Tutto attorno, fuori e lontano dal palazzo romano, c’è infatti un paese che ha paura del futuro, e ne ha molte ragioni. C’è un sistema di imprese che credeva di avere visto il peggio negli anni scorsi, e scopre oggi che al peggio non c’è ancora fine. Chiede credito in banca, e non lo trova e non è sempre e solo colpa delle banche, se per gli istituti di credito italiani finanziari il rischio di chi investe costa tanto di più rispetto ai competitor tedeschi o francesi. Ci sono migliaia e migliaia di giovani professionisti, consulenti, manager, lavoratori della conoscenza che si sentono oppressi da un fisco iniquo e ostile. C’è la burocrazia che è una vera e propria tassa occulta sulla crescita: perché rallenta i processi produttivi del sistema economico, da un lato, e contribuisce in modo importante a una spesa pubblica che batte i record del primo mondo. C’è un mondo del lavoro che è cambiato sull’onda di spinte globali e che, nell’insicurezza generale, ha dovuto confrontarsi anche con la sfida simbolica della manodopera immigrata. Non è certo servita una propaganda leghista né le leggi (sbagliate) che essa ha generato a migliorare la vita di tutti, né a restituire sicurezza ai ceti più deboli. C’è un sistema giuridico che si fonda su centinaia di leggi contraddittorie e una macchina giudiziaria lenta e inefficiente, che spaventa le imprese italiane e terrorizza gli investitori esteri. Ci sono insomma tutti i guai di cui il berlusconismo aveva promesso di essere la cura, e invece ha funzionato come un incubatore della malattia.

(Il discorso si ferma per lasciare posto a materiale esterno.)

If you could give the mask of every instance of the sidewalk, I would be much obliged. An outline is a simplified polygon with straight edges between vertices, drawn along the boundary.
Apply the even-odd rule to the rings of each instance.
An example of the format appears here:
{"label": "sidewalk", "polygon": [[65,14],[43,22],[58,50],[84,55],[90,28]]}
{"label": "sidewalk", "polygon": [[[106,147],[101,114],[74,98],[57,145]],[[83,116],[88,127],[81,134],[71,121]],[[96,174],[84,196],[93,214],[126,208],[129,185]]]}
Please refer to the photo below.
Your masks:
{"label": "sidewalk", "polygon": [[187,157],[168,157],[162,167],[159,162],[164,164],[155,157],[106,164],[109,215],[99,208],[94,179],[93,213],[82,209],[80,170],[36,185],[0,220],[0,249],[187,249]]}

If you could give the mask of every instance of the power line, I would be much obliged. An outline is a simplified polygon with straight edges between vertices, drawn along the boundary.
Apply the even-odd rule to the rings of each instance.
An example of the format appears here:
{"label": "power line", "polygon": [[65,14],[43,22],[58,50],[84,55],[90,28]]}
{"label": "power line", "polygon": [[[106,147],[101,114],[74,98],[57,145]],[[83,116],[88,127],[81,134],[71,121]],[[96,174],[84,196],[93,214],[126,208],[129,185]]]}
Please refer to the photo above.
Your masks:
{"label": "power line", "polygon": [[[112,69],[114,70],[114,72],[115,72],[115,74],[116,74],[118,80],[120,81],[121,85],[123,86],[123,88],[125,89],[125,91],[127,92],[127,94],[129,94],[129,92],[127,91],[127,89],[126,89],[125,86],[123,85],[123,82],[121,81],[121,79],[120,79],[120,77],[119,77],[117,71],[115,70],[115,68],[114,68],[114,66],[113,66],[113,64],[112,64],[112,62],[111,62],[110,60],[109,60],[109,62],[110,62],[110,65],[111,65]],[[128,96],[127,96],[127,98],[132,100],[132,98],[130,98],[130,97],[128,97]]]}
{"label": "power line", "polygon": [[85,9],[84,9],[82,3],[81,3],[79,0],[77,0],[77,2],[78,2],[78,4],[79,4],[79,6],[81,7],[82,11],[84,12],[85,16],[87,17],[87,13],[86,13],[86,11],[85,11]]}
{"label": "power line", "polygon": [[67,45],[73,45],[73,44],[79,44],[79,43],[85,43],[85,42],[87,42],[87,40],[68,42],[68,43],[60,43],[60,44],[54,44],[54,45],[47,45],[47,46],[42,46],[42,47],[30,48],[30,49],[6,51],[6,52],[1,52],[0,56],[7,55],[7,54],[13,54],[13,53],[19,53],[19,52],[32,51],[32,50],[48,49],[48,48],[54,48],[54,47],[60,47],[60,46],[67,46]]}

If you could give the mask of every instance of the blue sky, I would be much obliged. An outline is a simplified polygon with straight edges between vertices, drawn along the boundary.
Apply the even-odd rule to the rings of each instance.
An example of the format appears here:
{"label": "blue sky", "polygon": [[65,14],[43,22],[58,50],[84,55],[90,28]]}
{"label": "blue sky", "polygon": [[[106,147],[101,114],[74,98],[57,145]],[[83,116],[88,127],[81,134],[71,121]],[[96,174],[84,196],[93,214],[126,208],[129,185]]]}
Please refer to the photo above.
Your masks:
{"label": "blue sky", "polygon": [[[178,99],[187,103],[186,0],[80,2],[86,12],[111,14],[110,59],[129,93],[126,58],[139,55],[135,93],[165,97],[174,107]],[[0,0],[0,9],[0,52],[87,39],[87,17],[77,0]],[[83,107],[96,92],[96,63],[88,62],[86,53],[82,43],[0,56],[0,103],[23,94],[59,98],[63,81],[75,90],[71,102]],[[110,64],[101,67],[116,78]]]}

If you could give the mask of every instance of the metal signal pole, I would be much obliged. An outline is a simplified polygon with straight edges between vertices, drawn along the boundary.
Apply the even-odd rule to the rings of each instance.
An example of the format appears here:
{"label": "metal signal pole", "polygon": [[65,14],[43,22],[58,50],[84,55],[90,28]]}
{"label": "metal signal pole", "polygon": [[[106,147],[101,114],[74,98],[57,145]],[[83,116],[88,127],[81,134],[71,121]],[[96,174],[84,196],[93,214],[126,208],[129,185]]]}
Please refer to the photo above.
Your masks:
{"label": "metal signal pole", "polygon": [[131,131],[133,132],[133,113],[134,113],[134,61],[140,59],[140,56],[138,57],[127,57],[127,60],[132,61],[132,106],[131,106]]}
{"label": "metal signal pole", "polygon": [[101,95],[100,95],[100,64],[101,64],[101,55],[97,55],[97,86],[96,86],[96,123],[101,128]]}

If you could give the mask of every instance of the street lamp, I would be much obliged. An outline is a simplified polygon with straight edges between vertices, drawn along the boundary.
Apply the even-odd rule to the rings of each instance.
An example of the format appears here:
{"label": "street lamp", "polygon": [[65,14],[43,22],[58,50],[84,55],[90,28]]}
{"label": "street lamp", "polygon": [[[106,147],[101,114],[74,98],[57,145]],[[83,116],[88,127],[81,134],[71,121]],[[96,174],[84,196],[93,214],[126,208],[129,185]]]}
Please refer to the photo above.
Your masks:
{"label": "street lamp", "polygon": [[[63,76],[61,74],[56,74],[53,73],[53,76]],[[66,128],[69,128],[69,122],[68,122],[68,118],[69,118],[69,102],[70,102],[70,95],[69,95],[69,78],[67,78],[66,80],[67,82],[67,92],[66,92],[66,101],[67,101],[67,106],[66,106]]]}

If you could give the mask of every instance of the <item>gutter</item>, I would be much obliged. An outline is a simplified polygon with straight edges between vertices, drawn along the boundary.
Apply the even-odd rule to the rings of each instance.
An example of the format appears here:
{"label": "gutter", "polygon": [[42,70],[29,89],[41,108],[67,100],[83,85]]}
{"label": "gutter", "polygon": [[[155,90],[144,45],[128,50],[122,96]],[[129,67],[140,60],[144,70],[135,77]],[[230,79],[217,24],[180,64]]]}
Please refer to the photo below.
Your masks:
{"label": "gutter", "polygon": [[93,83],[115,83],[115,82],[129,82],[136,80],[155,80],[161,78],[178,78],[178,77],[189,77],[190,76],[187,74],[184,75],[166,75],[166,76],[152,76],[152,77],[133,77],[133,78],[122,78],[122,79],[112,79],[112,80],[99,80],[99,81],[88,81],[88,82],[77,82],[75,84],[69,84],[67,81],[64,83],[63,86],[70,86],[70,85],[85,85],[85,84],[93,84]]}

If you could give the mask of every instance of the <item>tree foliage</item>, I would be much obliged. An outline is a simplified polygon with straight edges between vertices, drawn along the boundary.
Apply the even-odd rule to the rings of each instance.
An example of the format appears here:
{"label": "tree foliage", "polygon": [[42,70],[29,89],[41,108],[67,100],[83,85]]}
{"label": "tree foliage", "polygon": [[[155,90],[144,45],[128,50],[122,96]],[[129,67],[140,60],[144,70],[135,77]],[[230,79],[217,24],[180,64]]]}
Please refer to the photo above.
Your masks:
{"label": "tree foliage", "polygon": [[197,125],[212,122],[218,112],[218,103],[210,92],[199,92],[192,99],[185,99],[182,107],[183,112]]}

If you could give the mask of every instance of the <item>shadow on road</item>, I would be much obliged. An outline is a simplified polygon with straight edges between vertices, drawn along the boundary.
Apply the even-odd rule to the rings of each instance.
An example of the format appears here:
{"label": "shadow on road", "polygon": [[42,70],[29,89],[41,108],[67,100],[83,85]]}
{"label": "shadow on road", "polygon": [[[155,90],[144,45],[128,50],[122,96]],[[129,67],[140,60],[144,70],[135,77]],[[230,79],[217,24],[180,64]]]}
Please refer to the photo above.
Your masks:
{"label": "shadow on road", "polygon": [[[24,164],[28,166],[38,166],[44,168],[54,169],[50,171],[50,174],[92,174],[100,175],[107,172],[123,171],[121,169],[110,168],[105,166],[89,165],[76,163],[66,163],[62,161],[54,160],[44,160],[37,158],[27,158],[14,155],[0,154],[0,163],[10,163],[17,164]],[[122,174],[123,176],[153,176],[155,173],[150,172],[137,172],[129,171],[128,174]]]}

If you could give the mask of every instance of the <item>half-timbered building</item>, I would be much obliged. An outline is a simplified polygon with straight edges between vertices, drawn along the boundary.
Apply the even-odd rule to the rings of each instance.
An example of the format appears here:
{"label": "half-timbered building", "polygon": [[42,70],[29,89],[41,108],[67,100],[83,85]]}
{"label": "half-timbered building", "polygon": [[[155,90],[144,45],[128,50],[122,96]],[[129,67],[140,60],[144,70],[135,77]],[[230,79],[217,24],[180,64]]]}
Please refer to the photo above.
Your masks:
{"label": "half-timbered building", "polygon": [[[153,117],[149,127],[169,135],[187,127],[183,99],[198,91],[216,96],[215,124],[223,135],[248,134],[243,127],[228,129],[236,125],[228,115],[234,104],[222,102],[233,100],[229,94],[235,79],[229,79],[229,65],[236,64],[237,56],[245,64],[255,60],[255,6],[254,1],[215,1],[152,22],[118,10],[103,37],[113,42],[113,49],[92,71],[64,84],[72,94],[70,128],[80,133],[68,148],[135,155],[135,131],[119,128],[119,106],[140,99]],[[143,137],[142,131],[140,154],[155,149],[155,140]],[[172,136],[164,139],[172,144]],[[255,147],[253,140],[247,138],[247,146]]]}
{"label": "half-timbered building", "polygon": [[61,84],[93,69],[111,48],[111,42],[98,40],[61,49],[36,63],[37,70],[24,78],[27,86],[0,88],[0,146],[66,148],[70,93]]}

Ci sono insomma tanti ingredienti per la rivolta, ma anche tante sfide per chi abbia passione per quella cosa, complessa e bellissima, che si chiama politica. È ora di farne l’elogio, di predicarne le virtù, e poi di incarnarle: senza personalismi, ma con personalità. Il paese ha bisogno di questo, più di quanto la rabbia esplosiva, che circola e giganteggia, riesca a raccontare. È un elogio scomodo, oggi che politica fa rima con casta e sarà anche peggio nel prossimo futuro, quando sarà doveroso scegliere sacrifici, rinunce e rigore. Ma è doveroso resituire l’amministrazione democratica della cosa pubblica al posto che le spetta.